"He's just had a good feed," Ronald said, "and will not want any more, but I may as well give him the hay to amuse himself with. It will accustom him to his new quarters. What shall I do with my rifle and pistols?"

"Bring them with you, lad; but there was no occasion for you to have brought them. Government finds arms."

"I happened to have them with me," Ronald said, "and as the rifle carries Government ammunition, I thought they would let me use it."

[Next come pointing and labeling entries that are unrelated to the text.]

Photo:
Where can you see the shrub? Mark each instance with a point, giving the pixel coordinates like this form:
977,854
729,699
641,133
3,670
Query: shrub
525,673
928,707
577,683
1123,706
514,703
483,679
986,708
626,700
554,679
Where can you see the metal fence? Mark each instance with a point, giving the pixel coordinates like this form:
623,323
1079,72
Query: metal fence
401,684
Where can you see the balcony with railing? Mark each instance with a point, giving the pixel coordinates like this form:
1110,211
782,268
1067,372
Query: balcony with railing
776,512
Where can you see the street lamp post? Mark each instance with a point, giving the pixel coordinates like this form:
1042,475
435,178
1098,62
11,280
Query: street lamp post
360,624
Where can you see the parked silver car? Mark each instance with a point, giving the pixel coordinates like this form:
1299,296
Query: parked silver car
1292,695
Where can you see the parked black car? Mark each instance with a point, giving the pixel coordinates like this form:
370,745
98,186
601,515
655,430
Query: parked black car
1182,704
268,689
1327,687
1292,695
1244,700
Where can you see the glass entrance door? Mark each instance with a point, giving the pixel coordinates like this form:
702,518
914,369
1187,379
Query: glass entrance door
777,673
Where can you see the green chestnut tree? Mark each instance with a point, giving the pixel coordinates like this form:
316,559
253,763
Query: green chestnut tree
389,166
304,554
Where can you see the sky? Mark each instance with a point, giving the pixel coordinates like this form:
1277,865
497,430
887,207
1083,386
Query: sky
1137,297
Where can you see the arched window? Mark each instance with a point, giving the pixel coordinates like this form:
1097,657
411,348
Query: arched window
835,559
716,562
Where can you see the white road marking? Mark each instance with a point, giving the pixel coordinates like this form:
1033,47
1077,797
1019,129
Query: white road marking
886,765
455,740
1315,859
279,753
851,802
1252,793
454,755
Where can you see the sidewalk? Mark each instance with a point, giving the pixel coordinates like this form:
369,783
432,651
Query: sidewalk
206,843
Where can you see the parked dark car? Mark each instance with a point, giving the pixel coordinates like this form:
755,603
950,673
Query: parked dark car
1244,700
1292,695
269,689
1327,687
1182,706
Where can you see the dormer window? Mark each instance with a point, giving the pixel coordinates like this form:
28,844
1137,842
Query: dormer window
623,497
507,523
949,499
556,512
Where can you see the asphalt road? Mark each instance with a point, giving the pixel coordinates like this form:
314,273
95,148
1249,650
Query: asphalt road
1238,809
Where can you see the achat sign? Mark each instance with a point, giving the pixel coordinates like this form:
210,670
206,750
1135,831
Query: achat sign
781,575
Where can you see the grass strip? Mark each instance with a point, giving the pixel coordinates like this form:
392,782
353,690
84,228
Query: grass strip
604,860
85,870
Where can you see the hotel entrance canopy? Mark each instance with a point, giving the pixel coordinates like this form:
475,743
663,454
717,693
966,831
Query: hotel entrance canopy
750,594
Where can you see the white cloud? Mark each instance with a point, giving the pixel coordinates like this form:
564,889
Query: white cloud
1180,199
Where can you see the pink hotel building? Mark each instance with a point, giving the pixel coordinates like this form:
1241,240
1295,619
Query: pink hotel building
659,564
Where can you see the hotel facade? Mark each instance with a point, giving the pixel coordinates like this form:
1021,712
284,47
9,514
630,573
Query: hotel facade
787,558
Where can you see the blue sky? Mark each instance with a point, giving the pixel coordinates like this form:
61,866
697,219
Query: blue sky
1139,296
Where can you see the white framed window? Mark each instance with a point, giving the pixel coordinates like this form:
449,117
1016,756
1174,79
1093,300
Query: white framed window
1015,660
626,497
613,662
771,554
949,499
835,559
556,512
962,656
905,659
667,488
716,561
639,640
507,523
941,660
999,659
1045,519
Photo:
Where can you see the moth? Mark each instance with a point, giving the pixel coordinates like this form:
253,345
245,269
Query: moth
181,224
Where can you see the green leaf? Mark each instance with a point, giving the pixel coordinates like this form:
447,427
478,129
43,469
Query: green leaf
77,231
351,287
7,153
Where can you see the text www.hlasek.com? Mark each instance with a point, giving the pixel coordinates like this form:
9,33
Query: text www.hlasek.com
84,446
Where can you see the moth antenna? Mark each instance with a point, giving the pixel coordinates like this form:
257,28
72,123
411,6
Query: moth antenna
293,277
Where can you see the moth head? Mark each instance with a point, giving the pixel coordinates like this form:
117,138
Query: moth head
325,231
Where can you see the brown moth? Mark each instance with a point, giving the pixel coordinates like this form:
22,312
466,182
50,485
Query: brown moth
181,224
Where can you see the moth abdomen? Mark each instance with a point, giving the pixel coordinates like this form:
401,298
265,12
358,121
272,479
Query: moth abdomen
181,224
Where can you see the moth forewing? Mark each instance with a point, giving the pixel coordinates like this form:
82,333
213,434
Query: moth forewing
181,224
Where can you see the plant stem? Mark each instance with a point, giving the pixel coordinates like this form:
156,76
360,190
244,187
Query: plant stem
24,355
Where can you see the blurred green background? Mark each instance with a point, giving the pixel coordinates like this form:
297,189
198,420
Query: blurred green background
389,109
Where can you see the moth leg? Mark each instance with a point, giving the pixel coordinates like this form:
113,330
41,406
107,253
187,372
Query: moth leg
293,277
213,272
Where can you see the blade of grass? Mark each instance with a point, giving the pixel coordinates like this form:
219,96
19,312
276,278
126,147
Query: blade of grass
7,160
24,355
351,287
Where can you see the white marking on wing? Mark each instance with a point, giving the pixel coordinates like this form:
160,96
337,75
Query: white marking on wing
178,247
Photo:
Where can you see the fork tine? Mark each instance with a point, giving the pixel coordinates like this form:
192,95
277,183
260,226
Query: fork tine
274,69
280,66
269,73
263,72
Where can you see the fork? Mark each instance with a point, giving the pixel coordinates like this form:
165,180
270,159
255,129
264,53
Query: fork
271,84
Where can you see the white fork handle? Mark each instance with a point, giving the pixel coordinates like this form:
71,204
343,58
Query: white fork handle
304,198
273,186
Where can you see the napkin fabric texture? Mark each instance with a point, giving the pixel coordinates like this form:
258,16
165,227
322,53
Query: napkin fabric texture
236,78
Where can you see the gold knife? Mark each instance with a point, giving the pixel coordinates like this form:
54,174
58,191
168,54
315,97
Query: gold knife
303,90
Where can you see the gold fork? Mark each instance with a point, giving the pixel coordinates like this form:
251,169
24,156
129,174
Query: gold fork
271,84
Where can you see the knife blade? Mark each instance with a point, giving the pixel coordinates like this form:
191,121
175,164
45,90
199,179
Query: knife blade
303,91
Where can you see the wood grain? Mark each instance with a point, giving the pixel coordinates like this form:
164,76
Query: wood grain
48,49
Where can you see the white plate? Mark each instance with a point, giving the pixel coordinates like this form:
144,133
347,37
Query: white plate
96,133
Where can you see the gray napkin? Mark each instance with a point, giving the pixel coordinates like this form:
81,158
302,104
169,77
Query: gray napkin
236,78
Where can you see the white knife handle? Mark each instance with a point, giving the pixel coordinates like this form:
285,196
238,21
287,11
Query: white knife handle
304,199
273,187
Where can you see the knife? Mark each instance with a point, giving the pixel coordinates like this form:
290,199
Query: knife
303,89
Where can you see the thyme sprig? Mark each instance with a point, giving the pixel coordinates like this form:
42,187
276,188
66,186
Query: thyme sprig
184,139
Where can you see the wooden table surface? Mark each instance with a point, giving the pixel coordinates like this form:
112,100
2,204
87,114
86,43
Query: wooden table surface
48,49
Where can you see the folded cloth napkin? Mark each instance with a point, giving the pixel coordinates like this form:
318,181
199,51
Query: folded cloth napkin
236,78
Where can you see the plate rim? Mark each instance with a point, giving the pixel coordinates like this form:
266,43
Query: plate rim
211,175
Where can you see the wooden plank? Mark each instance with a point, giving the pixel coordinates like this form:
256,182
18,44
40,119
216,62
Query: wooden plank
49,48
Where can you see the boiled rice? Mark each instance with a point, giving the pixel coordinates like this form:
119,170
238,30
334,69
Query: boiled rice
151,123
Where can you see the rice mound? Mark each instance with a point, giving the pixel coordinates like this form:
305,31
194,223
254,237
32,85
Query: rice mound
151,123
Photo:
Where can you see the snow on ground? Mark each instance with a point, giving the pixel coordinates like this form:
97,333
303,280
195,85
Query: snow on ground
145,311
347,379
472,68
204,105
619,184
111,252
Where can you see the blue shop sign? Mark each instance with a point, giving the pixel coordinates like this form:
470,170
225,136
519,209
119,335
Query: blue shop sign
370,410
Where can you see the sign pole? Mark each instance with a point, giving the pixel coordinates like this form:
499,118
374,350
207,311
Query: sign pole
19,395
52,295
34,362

"If it's about the right length I have no doubt they will be glad to do so, for we have no very great store of arms, and we are not quite so particular about having everything exactly uniform as they are in a crack corps at home. As for the pistols, there is no doubt about them, as being in the holsters they don't show. Several of the men have got them, and most of the officers. Now, I will take you up to your quarters." The room to which he led Ronald contained about a dozen men. Some had already gone to bed, others were rubbing up bits and accoutrements; one or two were reading. "Here's a new comrade, lads," the sergeant said; "Blunt's his name. He is a new arrival from home, and you won't find him a greenhorn, for he has served already."

Ronald had the knack of making himself at home, and was, before he turned in an hour later, on terms of good fellowship with his comrades.

In the morning, after grooming his horse, he went into the barrack-yard, when the troop formed up for dismounted drill.

"Will you take your place at once in the ranks?" Sergeant Menzies asked. "Do you feel equal to it?"

"Yes; I have not grown rusty," Ronald replied, as he fell in.

An hour's work sufficed to show Sergeant Menzies, who was drilling the troop, that the new recruit needed no instructions on that score, and that he was as perfect in his drill as any one in the troop.

"Are you as well up in your cavalry drill as in the infantry?" he asked Ronald as the troop fell out.